Inside Climate News revisa el avance de las llamadas ciudades esponja, una estrategia urbana que combina infraestructura de drenaje con parques, jardines de lluvia, techos verdes, humedales construidos y superficies permeables para absorber agua durante tormentas. El punto de partida es claro: muchas ciudades crecieron sobre concreto y asfalto, sellando el suelo natural y enviando rápidamente el agua hacia calles o alcantarillados. Esa configuración era manejable bajo patrones históricos de lluvia, pero el calentamiento global intensifica eventos extremos y aumenta la presión sobre sistemas de drenaje diseñados para condiciones pasadas.
El artículo recuerda que una lluvia intensa en Copenhague durante 2011 dejó más de cinco pulgadas de precipitación en un día y causó daños superiores a 1.000 millones de dólares. Ese evento impulsó una transformación con espacios verdes e infraestructura técnica para manejar futuras inundaciones. Otras ciudades, desde Hong Kong hasta Nueva York, han adoptado enfoques similares. En Nueva York, cerca del 60 por ciento de las alcantarillas hacen parte de un sistema combinado antiguo, donde aguas lluvias y aguas residuales viajan por las mismas tuberías hacia plantas de tratamiento. Cuando ocurren lluvias extremas, se producen desbordamientos de aguas residuales hacia cuerpos de agua. En Los Ángeles, áreas verdes y cuencas poco profundas con suelos porosos ayudaron a absorber 8.600 millones de galones durante un río atmosférico en 2024.

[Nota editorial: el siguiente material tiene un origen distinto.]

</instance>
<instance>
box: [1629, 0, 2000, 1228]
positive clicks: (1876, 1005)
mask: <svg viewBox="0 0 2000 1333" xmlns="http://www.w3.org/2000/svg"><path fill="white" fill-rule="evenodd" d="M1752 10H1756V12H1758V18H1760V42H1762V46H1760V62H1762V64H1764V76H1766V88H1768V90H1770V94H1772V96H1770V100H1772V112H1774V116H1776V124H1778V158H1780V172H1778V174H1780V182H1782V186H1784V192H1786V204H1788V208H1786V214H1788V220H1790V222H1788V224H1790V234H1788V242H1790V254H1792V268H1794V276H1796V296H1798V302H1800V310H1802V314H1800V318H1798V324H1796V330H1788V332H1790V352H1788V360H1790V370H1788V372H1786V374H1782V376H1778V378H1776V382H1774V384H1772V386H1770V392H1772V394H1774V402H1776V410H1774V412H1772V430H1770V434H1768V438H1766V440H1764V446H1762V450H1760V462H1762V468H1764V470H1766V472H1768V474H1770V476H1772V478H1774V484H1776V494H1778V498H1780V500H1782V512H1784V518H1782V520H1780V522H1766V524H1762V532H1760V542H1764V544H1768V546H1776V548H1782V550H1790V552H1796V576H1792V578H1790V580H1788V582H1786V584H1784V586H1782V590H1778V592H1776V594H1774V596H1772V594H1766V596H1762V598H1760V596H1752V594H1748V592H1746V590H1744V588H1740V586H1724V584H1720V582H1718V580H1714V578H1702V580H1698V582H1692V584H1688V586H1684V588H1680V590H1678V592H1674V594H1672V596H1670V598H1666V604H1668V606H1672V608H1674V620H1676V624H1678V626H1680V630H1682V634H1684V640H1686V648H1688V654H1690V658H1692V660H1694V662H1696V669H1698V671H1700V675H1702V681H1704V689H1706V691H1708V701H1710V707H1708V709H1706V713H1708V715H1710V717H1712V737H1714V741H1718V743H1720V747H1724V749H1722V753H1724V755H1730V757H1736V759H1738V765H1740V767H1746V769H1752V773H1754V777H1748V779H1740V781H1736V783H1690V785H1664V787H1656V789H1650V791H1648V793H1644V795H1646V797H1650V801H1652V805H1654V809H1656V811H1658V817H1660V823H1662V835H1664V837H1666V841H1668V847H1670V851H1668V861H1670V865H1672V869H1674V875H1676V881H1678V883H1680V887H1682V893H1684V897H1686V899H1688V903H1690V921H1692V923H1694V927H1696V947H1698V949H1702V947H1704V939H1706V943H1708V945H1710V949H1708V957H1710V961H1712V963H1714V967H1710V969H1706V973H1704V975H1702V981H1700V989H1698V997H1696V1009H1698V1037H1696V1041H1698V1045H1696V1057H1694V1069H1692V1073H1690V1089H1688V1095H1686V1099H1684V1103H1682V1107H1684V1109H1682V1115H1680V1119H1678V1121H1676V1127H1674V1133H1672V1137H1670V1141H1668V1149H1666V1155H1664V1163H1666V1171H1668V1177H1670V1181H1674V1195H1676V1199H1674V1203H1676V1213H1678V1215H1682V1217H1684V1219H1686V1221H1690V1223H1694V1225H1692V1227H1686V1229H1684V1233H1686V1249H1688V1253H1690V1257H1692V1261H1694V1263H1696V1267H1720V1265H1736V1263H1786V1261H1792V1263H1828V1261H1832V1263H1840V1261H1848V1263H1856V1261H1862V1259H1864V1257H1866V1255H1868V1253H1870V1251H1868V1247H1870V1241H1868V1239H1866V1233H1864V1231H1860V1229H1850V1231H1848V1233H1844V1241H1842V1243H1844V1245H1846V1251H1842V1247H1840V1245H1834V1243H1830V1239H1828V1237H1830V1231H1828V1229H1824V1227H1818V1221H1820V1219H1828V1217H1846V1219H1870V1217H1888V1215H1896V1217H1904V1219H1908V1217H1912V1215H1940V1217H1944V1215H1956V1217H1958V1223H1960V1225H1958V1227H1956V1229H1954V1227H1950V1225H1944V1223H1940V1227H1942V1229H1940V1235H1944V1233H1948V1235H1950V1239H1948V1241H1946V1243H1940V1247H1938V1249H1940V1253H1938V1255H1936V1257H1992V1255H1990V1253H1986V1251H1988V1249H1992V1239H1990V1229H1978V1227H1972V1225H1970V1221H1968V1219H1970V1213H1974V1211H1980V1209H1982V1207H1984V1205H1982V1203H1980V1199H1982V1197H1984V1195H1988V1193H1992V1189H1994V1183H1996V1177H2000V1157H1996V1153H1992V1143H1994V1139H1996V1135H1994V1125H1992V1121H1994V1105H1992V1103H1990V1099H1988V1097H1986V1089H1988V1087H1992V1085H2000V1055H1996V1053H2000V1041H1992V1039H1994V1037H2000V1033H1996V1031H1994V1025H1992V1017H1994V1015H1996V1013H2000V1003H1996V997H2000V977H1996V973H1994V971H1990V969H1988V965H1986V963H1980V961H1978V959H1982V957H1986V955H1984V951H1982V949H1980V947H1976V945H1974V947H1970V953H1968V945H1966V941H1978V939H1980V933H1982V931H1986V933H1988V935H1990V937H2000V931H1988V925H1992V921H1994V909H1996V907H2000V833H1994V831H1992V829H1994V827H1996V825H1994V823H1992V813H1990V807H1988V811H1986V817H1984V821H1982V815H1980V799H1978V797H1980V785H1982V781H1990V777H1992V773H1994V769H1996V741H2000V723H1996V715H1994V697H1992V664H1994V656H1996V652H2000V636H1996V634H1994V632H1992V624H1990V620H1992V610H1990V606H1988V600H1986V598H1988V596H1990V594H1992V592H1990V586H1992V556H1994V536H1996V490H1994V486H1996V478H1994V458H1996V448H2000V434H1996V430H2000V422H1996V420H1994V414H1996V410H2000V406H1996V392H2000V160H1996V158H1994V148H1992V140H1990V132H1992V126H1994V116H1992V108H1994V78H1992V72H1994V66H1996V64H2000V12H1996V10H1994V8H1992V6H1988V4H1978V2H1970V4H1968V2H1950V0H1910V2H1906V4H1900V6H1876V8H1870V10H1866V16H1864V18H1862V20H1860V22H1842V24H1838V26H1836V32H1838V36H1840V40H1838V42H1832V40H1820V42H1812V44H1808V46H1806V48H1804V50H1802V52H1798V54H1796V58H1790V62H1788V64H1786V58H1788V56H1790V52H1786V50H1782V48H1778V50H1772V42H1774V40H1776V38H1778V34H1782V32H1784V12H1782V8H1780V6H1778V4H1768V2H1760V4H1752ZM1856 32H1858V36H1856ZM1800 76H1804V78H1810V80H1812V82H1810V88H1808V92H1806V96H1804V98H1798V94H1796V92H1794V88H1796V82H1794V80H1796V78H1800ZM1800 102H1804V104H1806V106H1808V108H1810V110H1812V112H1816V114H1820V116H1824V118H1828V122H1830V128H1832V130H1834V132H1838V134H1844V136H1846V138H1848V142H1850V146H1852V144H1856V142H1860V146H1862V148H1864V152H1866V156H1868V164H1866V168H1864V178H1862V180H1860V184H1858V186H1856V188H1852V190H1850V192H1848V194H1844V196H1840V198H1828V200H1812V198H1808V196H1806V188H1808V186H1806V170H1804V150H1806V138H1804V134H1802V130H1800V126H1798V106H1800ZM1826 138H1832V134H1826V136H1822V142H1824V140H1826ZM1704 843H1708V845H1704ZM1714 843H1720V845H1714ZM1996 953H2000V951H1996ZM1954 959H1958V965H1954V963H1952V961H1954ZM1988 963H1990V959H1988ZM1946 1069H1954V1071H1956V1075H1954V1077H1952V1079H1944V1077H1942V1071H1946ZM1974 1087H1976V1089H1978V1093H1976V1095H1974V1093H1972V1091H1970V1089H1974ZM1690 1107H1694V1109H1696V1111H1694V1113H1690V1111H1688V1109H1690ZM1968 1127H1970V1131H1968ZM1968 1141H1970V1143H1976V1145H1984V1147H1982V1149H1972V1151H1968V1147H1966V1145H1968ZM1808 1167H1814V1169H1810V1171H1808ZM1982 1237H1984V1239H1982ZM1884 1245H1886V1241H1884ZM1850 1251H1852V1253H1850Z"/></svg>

La convergencia con el sector energético aparece en la resiliencia urbana. Inundaciones afectan subestaciones, cámaras eléctricas, vías de acceso, telecomunicaciones, movilidad eléctrica y continuidad de usuarios críticos. La infraestructura verde puede reducir caudales pico, mejorar recarga hídrica y disminuir carga térmica urbana, pero no sustituye por completo obras hidráulicas, mantenimiento ni planeación del suelo. Para ciudades latinoamericanas, el mensaje es combinar soluciones basadas en naturaleza con criterios de ingeniería, mapas de riesgo actualizados y coordinación entre servicios públicos. Las tormentas más intensas obligan a diseñar sistemas redundantes, no intervenciones parciales que solo funcionan bajo eventos moderados.